Find You First: A Novel
“Compelling from beginning to end, Find You First will keep Barclay’s fans on the lookout for his next thrilling ride.”
On page 201 of the hardcover edition of Linwood Barclay’s Find You First, two characters reviewing footage from a homemade documentary see a human hand beneath a dresser in the tiny bedroom of a trailer home. It’s one of many surprises tied to earlier and later twists in a story that moves with the speed of a Ferrari. It’s also the kind of plot point that will compel anyone who writes, sells or analyzes books in the thriller genre to look under the hood.
How does he do it? They’ll ask, knowing there has to be as much engineering as inspiration when Barclay draws up the blueprints for his tales. In this case it’s a simple premise around tech billionaire Miles Cookson, who has a terminal illness and wants to find several children he fathered via sperm bank decades earlier so he can leave them his money and inform them they might carry the gene for the same illness. Unfortunately for Miles, there’s an invisible antagonist who seems to think he or she will get rich if those heirs disappear.

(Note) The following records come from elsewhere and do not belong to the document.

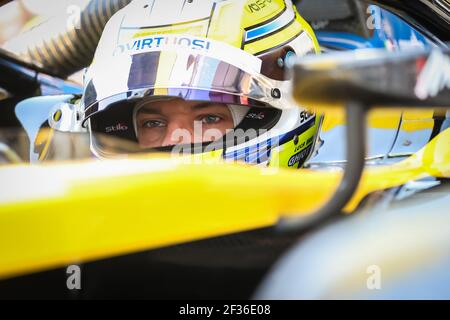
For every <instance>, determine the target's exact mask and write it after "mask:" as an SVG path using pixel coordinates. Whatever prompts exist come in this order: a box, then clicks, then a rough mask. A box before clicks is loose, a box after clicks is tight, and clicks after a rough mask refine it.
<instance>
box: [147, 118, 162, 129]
mask: <svg viewBox="0 0 450 320" xmlns="http://www.w3.org/2000/svg"><path fill="white" fill-rule="evenodd" d="M165 126H166V123H165V122H164V121H160V120H147V121H144V123H143V124H142V127H144V128H159V127H165Z"/></svg>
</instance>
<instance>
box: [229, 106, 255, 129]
mask: <svg viewBox="0 0 450 320" xmlns="http://www.w3.org/2000/svg"><path fill="white" fill-rule="evenodd" d="M227 107H228V110H230V113H231V116H232V117H233V124H234V127H235V128H236V127H237V126H238V125H239V124H240V123H241V122H242V120H244V117H245V116H246V115H247V113H248V111H249V110H250V107H248V106H240V105H236V104H227Z"/></svg>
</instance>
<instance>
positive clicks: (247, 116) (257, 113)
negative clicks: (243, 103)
mask: <svg viewBox="0 0 450 320" xmlns="http://www.w3.org/2000/svg"><path fill="white" fill-rule="evenodd" d="M245 117H246V118H247V119H256V120H263V119H264V118H265V117H266V115H265V114H264V112H258V113H256V112H250V113H249V114H247V115H246V116H245Z"/></svg>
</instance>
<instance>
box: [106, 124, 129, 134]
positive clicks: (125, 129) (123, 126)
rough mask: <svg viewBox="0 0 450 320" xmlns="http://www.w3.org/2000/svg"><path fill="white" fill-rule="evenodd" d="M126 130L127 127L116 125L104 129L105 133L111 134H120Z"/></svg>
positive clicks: (116, 124)
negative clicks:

The fact that Miles probably fathered as many as nine children opens up the possibility for a sprawling story. Barclay’s trademark ability to tell fun stories within stories ensures it stays interesting nonetheless. Again and again, he creates inner dialogues and brief, telling details that make the dubiously lucky “heirs” seem like people we know.
One who’s dispatched quickly and rather dramatically for example is a one of those terrible phone scam thieves the AARP keeps warning us about. Another is a typically insecure college student contemplating his girlfriend’s infidelity when a mysterious car pulls up to the curb alongside him during his morning run. Another —who becomes Miles’ ally—is funny and big-hearted Chloe Swanson, a diner waitress who drives a beat-up AMC Pacer and is far more interested in the billionaire’s wellbeing than his money.
Most of the potential heirs are being hunted by a pair of contract killers who, thanks to Barclay’s apt characterizations, likewise seem strangely familiar even to those of us who don’t know anyone who makes a living by murdering people. Along the way we also slip into the heads of the sperm clinic doctor and his office manager, Miles’ brother, Miles’ brother’s wife, and a few other people who appear in brief, punchily-written chapters.
In less capable hands these mental vignettes could turn into speed bumps in the race to learn who hired the killers, which heirs will survive, and which characters who aren’t heirs will also live or die. Yet Barclay somehow manages to shape them in a way that strengthens the voices of Miles and Chloe, who stand out as key protagonists-in-arms.
Some of that success is likewise driven by all of the precise plot points that keep the engine revving and the story on track. That hand under the dresser turns out to be a clue to the disappearance of one of the heirs and is connected to a car running off a road. It’s also tied to two cups of spilled coffee that end up casting suspicion on a character who might be connected to the heir’s disappearance.
Meanwhile a teenage runaway living in a New York City mansion owned by another billionaire fears she’s about to be murdered, so she plans a stunningly cinematic escape that ties yet another plot point to the finish line of this perfectly told story.
Compelling from beginning to end, Find You First will keep Barclay’s fans on the lookout for his next thrilling ride.